We all had to start somewhere, even rock and roll legends. It’s hard to imagine a rock god like Kurt Cobain as a janitor or Pink working the fryer at McDonald’s, but before they were famous, they both had jobs just like us. Lucky for them, they found success recording music.
For the most part, these gigs weren’t a major drawback for these musicians. Kanye West even credits his time working at the Gap for helping him achieve success in the fashion industry. B.B. King liked driving a tractor so much, he called himself a “superstar tractor driver.”
Of course, it wasn’t all wine and roses. Many of these musicians were fired from their day jobs. Madonna didn’t make it past her first day at Dunkin’ Donuts. Snoop Dogg was caught stealing the groceries he was supposed to be bagging. And Eddie Vedder was too busy playing guitar to do a very good job as a security guard at a posh San Diego hotel.It all worked out in the end for these famous musicians. Their day jobs were just small bumps on the road to achieving their rock and roll dreams. If only we could all be so lucky.
It's hard to believe that David Bowie was ever anything but a rock god.
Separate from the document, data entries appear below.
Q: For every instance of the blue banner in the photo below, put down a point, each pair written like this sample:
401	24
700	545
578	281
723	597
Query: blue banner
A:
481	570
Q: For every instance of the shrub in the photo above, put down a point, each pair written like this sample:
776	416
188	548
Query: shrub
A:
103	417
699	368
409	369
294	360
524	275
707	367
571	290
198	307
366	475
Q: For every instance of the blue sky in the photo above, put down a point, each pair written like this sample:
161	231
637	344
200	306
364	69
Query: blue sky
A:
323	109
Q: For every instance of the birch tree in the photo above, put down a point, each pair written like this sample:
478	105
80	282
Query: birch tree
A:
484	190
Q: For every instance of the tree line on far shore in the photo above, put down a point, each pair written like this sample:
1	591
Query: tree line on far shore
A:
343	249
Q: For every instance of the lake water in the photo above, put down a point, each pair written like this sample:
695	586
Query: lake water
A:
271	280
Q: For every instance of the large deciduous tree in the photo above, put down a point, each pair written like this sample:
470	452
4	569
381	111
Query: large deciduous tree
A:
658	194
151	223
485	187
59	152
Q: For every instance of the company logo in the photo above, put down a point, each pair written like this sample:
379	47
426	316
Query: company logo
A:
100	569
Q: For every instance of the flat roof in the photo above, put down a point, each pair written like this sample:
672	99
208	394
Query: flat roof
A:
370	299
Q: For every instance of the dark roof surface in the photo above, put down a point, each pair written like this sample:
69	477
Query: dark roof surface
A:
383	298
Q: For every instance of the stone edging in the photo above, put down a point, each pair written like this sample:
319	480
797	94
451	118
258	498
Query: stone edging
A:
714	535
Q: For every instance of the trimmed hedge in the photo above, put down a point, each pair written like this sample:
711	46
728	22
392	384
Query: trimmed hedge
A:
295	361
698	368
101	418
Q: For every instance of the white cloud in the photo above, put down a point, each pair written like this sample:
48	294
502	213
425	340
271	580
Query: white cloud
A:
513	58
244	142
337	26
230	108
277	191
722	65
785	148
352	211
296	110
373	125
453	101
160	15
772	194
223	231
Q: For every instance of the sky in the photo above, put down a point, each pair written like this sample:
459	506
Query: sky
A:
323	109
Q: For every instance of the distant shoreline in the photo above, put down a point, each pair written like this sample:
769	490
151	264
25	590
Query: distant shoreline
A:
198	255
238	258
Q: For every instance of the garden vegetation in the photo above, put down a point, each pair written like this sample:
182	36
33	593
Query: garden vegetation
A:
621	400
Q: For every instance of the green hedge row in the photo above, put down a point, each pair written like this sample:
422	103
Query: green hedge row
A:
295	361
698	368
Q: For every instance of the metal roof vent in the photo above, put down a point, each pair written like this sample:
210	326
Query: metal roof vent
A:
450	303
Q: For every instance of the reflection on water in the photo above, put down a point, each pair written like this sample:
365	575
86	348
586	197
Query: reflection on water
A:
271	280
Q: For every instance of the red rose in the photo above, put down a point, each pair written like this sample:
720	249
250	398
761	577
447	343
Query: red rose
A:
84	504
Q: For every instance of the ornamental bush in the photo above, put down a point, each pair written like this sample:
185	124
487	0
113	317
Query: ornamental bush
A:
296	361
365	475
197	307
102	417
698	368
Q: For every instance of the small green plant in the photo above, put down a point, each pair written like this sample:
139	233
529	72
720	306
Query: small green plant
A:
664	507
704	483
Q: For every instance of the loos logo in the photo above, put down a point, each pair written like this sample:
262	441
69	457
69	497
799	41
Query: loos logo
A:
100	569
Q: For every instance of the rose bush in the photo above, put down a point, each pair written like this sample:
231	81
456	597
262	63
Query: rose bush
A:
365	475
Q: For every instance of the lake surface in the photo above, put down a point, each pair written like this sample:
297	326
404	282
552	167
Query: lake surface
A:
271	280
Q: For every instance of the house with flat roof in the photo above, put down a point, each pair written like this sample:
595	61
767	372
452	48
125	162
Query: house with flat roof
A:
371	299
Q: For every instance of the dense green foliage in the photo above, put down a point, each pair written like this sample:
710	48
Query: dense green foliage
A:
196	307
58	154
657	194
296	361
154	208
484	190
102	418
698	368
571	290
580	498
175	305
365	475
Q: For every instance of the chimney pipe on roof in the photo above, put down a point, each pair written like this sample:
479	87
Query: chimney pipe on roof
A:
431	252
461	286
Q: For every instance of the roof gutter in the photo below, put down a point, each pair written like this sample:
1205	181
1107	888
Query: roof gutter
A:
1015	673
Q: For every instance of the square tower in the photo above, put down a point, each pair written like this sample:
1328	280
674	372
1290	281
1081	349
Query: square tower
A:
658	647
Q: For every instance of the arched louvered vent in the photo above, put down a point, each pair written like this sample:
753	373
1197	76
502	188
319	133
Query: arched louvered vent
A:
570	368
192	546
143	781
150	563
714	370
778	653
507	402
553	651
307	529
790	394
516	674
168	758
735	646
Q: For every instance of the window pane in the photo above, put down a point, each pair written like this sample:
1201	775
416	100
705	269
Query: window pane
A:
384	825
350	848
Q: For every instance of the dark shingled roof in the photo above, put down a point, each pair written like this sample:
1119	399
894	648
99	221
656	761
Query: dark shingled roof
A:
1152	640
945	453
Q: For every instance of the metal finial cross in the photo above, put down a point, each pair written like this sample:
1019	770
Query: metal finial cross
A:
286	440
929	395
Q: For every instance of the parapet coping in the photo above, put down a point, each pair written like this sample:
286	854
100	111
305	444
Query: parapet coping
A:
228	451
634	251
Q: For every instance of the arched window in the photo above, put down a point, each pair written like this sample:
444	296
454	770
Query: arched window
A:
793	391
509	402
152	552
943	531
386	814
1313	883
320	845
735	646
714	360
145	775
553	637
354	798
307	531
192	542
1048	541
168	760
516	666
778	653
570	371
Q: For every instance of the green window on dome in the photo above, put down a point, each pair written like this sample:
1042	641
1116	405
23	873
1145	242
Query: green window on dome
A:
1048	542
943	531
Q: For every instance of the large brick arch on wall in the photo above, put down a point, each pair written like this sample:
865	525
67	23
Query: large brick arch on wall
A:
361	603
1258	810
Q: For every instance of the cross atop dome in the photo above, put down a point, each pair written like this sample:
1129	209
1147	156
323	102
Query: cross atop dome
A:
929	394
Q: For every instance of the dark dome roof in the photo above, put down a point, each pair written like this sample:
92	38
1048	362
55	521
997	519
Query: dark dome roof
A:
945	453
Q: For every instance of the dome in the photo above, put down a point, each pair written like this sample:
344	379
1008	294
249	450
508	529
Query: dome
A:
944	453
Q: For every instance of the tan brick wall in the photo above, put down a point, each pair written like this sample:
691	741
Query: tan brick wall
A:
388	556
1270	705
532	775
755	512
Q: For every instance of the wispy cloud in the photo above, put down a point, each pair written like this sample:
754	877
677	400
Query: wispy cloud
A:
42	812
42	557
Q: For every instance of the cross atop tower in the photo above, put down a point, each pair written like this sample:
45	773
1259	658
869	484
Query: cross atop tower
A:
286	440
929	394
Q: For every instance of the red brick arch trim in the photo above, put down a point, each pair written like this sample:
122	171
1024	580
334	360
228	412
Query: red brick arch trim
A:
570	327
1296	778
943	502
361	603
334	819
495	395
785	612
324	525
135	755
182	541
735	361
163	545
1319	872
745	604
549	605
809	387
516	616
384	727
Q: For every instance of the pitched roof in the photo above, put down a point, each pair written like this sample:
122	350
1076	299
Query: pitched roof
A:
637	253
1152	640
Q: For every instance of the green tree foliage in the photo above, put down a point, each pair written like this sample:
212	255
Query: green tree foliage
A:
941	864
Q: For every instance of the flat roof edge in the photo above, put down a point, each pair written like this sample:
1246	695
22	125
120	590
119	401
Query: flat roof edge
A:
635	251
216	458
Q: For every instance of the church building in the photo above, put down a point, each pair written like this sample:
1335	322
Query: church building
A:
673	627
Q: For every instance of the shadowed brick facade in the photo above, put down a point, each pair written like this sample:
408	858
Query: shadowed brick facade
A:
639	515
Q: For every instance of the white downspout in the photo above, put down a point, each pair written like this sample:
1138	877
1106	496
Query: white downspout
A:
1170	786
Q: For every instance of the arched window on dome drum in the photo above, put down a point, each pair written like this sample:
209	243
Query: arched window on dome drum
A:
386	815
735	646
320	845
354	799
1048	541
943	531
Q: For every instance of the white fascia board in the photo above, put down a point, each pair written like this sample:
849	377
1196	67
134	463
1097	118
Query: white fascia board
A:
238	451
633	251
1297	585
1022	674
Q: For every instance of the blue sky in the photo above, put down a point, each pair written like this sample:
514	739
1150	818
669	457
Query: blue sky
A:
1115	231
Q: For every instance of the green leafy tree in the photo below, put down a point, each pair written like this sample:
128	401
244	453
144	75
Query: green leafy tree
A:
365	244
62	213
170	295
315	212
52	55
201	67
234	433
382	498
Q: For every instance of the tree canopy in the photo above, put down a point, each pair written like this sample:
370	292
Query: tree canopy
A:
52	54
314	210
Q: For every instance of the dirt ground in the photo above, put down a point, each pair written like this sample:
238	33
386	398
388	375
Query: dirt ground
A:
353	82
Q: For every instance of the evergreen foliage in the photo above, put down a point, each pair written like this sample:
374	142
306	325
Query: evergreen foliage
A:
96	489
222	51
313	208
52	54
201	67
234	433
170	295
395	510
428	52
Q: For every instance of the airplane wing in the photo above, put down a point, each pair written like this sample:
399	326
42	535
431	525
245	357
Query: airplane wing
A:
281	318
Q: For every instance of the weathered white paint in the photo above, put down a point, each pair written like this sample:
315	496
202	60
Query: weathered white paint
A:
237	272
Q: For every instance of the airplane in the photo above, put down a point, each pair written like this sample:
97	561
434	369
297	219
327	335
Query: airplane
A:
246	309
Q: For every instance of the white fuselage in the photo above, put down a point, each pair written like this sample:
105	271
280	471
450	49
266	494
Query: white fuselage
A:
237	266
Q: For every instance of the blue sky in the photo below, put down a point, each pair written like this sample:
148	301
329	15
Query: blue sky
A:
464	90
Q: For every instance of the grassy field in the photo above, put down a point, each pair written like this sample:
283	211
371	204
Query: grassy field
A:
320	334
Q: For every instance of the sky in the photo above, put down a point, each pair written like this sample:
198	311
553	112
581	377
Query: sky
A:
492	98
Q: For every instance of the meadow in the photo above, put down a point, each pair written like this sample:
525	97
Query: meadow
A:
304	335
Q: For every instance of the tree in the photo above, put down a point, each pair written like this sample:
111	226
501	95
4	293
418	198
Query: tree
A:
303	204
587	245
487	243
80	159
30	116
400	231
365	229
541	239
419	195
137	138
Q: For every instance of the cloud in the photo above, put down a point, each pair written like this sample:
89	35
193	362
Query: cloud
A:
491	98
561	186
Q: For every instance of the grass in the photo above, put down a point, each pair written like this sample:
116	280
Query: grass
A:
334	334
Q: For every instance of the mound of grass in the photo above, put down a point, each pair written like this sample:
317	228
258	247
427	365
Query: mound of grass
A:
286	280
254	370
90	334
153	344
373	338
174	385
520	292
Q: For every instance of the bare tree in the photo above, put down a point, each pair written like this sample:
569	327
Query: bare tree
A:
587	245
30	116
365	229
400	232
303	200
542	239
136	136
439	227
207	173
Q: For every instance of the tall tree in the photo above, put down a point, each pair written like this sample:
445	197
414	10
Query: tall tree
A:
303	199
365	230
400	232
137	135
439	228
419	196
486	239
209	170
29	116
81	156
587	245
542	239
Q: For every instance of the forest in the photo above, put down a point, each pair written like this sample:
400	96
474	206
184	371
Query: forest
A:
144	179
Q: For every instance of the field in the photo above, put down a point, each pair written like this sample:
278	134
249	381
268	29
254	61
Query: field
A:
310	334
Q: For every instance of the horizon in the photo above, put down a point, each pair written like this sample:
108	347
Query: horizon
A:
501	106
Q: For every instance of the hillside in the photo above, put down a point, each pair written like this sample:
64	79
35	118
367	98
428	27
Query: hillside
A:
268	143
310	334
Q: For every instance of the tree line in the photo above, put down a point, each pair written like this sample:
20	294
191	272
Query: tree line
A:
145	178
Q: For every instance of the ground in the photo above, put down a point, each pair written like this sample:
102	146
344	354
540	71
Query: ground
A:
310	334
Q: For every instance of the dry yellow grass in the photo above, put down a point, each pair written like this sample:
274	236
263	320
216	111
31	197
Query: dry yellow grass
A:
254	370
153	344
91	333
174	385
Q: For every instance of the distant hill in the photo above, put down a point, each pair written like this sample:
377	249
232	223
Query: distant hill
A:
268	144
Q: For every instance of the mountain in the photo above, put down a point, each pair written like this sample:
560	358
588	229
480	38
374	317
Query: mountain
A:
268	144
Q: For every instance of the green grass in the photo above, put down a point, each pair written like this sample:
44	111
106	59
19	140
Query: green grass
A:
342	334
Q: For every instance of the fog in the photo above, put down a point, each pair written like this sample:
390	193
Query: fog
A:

However, the future Ziggy Stardust had to start somewhere. Bowie heard a tune by Little Richard when he nine years old and immediately thought he wanted to be one of Little Richard's saxophone players. It took him a couple years, but Bowie eventually got a job as a butcher's delivery boy when he was about 13, in order to buy that sax.
The Megadeth frontman had to hit the streets at the age of 15 to support himself. Mustaine started dealing drugs in Los Angeles. He explained on VH1's "Behind the Music" special on Megadeth, "I started to deal pot because there's not really any other way for a 15-year-old to make money besides [selling] your a** and I wasn't into that."He added, "I was dealing drugs to someone who worked at a record store and she would come and have sex with me during the day and then she would drop off records and I would give her pot. That's how I got my first Iron Maiden record, my first Motörhead record. Part of the whole style I even have right now is obviously heavily indebted to her being a dope fiend."